During college, I cheered myself hoarse at a few tennis matches and the odd basketball game. As a tour guide, I relished the hyperbolic legends that concluded with a Princeton triumph over “that other school, the one in Massachusetts.” When my boyfriend was hearing from law schools, I tracked down corresponding T-shirts to don in celebration of each acceptance letter. Stanford? Already had one. NYU? I look great in purple! Harvard? I borrowed a shirt, but I felt funny putting it on. And before I returned it, I did a little ritualistic exorcism dance — just to be safe.
In August of 2006, having graduated and spent several weeks unemployed, I moved to Boston to be a journalist.
I love Boston: I’ve come to genuinely care about the Red Sox, and to excel at pretending to genuinely care about the Patriots; I own a pair of waterproof, fur-lined boots that I can wear for six months straight; I say “wicked” instead of “very.” Yes, I noted almost immediately the kudzu-like omnipresence of Harvard University, but my reactionary pangs were fully manageable. Some 18 months later, indulging a quarter-life crisis, I accepted a job at the Harvard School of Public Health and with it, an e-mail address that ends with “harvard.edu” and the shame of knowing that my daily bread thenceforth was to come from said Other School.
On my first day, I arrived tigrine, with proverbial hackles raised and ears pricked. Then I sat down for a chat with my new boss, a world-famous scholar who was eager to orient me.
“Harvard is really the best research institute in the country,” he said, radiating academic delight.
“Well, not the best,” I replied, grinning. “Maybe No. 2 ... on a good day.” He looked at me blankly. Chagrined, I reassured myself that he’s only on the Nobel committee — it’s not like his opinion matters or anything.
On my second day, I went to visit the Princeton alumna who, as an established Harvard employee, had advised my job application. I imagined the way she would shut the door behind me, deactivate the spy equipment, and lean forward conspiratorially to say, “Now that we’re alone ... how lame is this place?” We would pass many hours doing locomotives, laughing heartily at jokes whose punch lines were, “And then I said: ‘the Princeton Trapezoid Club!’” and generally toasting Old Nassau. I would leave hoping I’d brushed all of the orange ticker tape from my hair.
Here’s what actually happened: She asked me how my new job was; we talked about the fusion of public health and writing; she suggested I call her with any questions. And so it went. People just weren’t interested in talking about Princeton — if I truculently told my HSPH colleagues “I bleed orange,” they’d suggest that I talk to someone in Infectious Diseases.

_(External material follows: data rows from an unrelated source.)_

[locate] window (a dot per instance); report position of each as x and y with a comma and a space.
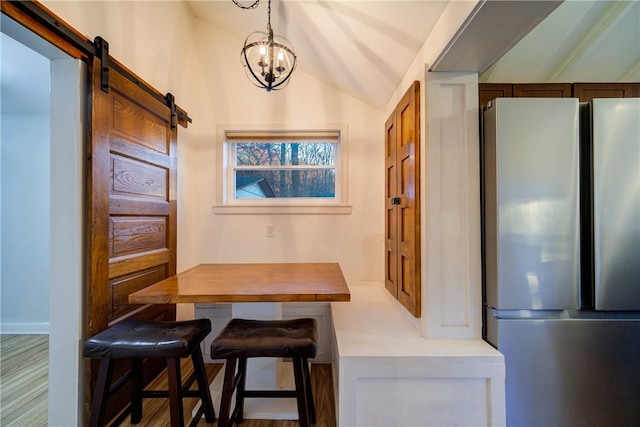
282, 171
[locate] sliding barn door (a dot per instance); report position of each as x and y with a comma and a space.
402, 202
131, 206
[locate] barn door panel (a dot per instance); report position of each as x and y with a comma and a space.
132, 207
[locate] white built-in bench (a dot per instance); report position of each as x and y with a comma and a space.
387, 374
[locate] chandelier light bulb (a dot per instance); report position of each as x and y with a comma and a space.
268, 60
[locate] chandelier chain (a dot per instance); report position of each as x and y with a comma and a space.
251, 6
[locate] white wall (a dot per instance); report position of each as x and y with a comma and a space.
25, 223
450, 194
226, 96
199, 64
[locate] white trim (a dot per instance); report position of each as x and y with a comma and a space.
451, 262
66, 298
24, 328
335, 205
271, 210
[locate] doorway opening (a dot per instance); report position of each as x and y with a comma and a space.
41, 202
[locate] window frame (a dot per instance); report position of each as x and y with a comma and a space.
227, 204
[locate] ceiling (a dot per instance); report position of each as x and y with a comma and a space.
364, 47
581, 41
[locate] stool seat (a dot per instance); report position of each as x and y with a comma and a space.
242, 338
137, 340
134, 338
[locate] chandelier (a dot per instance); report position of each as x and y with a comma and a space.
268, 60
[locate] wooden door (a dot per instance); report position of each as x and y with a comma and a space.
391, 215
585, 92
542, 90
402, 270
131, 207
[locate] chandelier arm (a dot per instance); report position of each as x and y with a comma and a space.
251, 6
256, 78
274, 72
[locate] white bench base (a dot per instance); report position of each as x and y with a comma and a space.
387, 374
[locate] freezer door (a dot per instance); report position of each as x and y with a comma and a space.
616, 199
571, 372
531, 203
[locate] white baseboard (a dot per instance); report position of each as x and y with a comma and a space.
24, 328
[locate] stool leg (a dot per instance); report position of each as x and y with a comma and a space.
301, 392
136, 391
238, 412
203, 385
309, 390
175, 393
101, 393
227, 392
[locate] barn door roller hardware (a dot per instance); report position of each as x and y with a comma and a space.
87, 49
102, 50
171, 102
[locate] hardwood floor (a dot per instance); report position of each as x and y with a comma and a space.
24, 380
156, 411
24, 363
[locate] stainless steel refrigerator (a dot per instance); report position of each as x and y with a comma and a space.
561, 257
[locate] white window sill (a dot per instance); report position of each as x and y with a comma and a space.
277, 210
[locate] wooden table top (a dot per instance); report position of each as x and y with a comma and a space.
211, 283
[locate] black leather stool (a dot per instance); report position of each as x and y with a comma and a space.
241, 339
144, 339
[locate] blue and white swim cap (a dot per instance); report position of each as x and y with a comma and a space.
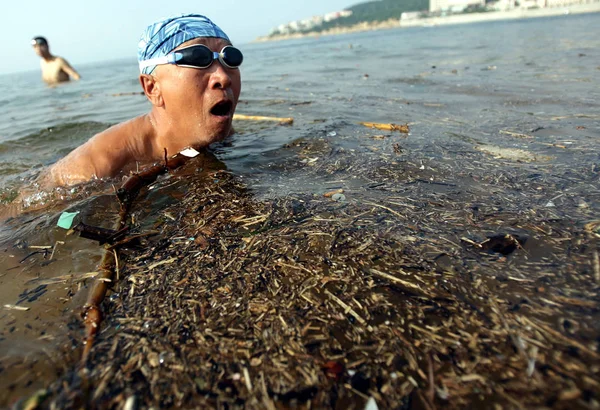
164, 36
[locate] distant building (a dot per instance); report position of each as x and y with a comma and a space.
410, 15
453, 6
308, 24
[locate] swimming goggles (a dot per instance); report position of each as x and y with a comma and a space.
198, 56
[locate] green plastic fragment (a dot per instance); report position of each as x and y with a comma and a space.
65, 220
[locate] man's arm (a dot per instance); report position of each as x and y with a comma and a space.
103, 155
66, 67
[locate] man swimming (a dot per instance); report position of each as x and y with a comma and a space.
189, 73
54, 69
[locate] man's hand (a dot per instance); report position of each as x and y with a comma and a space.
66, 67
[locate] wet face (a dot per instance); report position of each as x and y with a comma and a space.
200, 102
40, 49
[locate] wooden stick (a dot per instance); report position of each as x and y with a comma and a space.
92, 315
387, 127
286, 120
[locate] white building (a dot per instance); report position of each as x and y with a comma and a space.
453, 5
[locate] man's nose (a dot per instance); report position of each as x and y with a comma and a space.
220, 77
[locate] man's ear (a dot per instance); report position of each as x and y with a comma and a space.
151, 87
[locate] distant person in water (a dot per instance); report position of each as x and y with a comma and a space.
189, 73
55, 69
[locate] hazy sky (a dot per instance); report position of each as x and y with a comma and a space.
84, 31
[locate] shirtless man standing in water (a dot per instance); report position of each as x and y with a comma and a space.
189, 73
54, 69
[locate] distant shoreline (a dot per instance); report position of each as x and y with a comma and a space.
441, 21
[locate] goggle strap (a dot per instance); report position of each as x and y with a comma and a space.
168, 59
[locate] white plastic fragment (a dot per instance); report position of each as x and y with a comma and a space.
371, 404
189, 152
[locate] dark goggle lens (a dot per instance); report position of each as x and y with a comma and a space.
198, 56
232, 56
202, 57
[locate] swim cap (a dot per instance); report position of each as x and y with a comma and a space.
164, 36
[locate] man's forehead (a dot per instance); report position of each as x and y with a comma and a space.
207, 41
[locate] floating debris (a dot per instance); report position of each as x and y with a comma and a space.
387, 127
285, 120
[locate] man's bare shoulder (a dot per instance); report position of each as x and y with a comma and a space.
105, 154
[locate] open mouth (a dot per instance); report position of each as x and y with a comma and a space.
222, 109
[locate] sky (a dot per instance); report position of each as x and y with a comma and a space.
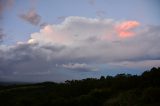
58, 40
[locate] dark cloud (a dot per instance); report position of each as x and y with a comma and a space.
46, 59
31, 16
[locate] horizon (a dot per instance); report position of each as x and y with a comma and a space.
59, 40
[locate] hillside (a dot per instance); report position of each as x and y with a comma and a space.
121, 90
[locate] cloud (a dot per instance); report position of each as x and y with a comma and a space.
100, 13
5, 4
31, 16
2, 35
124, 29
91, 2
78, 43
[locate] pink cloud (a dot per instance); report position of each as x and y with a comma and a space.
124, 29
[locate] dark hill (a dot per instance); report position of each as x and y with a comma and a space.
121, 90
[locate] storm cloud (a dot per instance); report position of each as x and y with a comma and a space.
77, 44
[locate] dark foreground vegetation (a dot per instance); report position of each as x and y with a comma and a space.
121, 90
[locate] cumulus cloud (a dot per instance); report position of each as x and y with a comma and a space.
124, 29
31, 16
5, 4
78, 43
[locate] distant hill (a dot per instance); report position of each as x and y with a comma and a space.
121, 90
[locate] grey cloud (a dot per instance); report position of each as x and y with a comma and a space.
2, 35
52, 59
31, 16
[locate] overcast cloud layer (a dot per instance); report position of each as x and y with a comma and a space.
82, 45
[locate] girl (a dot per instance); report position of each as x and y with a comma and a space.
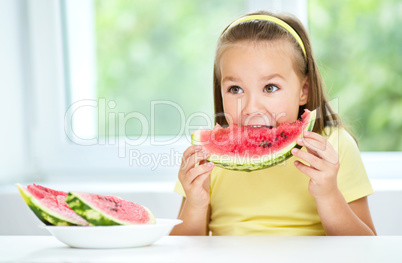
265, 74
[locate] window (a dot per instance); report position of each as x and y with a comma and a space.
358, 46
100, 88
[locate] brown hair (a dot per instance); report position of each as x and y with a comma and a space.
264, 30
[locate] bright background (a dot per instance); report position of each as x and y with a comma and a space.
164, 50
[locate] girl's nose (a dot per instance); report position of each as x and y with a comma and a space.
252, 105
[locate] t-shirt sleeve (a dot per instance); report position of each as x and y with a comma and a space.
353, 181
178, 188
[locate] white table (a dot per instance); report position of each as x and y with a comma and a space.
212, 249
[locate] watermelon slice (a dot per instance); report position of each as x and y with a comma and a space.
49, 206
246, 148
108, 210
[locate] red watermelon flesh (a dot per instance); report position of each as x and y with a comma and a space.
109, 210
54, 203
248, 148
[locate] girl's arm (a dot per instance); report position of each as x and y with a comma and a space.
341, 219
195, 180
195, 221
337, 216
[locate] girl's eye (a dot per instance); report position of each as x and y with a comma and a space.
235, 90
270, 88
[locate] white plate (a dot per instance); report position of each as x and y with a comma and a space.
113, 236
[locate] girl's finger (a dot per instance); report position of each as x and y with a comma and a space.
191, 150
311, 159
307, 170
200, 179
193, 173
196, 157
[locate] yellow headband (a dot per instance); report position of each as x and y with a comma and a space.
273, 20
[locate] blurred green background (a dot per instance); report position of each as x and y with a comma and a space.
163, 51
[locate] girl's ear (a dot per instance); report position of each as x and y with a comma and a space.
304, 91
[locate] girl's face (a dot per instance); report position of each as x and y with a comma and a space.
260, 84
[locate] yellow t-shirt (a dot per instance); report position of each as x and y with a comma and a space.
276, 201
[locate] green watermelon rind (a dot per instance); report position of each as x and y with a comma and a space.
238, 163
45, 215
93, 214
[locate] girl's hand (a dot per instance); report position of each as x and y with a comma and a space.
323, 161
195, 179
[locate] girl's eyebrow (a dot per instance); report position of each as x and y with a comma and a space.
275, 75
229, 78
233, 79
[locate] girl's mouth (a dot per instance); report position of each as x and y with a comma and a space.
261, 126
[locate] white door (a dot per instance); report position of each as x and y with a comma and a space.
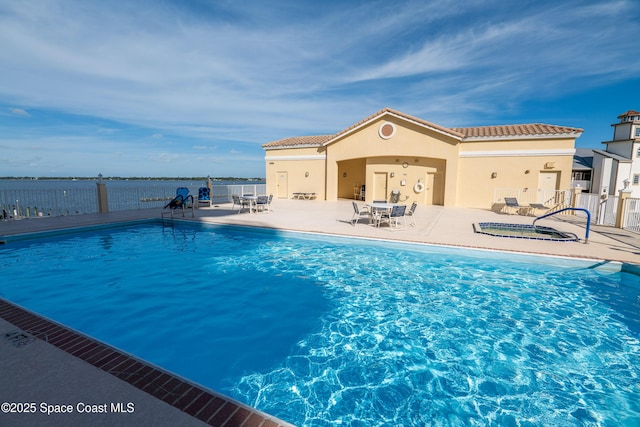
379, 186
282, 185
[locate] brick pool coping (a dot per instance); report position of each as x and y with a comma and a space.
205, 405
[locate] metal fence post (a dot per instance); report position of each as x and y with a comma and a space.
103, 203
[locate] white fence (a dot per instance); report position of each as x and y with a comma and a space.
17, 204
632, 215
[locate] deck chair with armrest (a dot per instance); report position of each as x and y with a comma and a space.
358, 213
411, 213
394, 216
204, 196
237, 200
512, 206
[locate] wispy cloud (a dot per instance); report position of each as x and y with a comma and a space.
187, 75
19, 112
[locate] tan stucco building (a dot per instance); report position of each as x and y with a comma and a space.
395, 155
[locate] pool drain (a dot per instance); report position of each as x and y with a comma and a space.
19, 338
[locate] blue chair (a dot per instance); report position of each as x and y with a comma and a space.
204, 196
181, 201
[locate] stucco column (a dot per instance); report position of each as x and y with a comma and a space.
622, 201
574, 198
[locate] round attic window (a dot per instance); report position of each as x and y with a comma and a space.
387, 130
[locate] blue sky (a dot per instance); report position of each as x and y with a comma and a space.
194, 88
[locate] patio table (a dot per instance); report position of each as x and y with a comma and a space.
378, 208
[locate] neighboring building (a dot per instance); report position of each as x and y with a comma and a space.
620, 161
391, 152
582, 169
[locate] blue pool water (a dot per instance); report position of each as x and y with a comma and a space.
326, 331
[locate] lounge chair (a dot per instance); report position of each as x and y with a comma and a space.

“What’s it like being part of the H-bomb?” friends would ask, probably hoping for classified information about Barack Obama’s LSAT score. “It’s fine,” I’d mumble, groping for something to say. “I ... have great health insurance.”
I’ve now made it through the better part of a year, and I’ve largely convinced myself that a crimson “H” is no scarlet letter, nor does it compromise the orange “P.” Harvard University is the third-largest employer in the Commonwealth of Massachusetts — eo ipso, living in Boston and working for Harvard is only a few notches down the inevitability spectrum from living in Vatican City and working for the pope.
Furthermore, those of us who were undergraduates at Princeton and have moved on to other institutions of higher learning have done so with a specific objective, be it to earn a living or to become the preeminent scholar in bananimalogy. Our doings with these schools are merely equitable business transactions of cerebral labor (and sometimes tuition) in exchange for an advanced degree or, in my case, a paycheck and some wicked good health insurance.
By contrast, while my time at Princeton may remain the most expensive and the most demanding thing I have ever done, I have no doubt that I got the better bargain, because while college is — yes — about education, it also is fundamentally about the process of learning and growing and being.
Rachel L. Axelbank ’06 is a research assistant and freelance writer.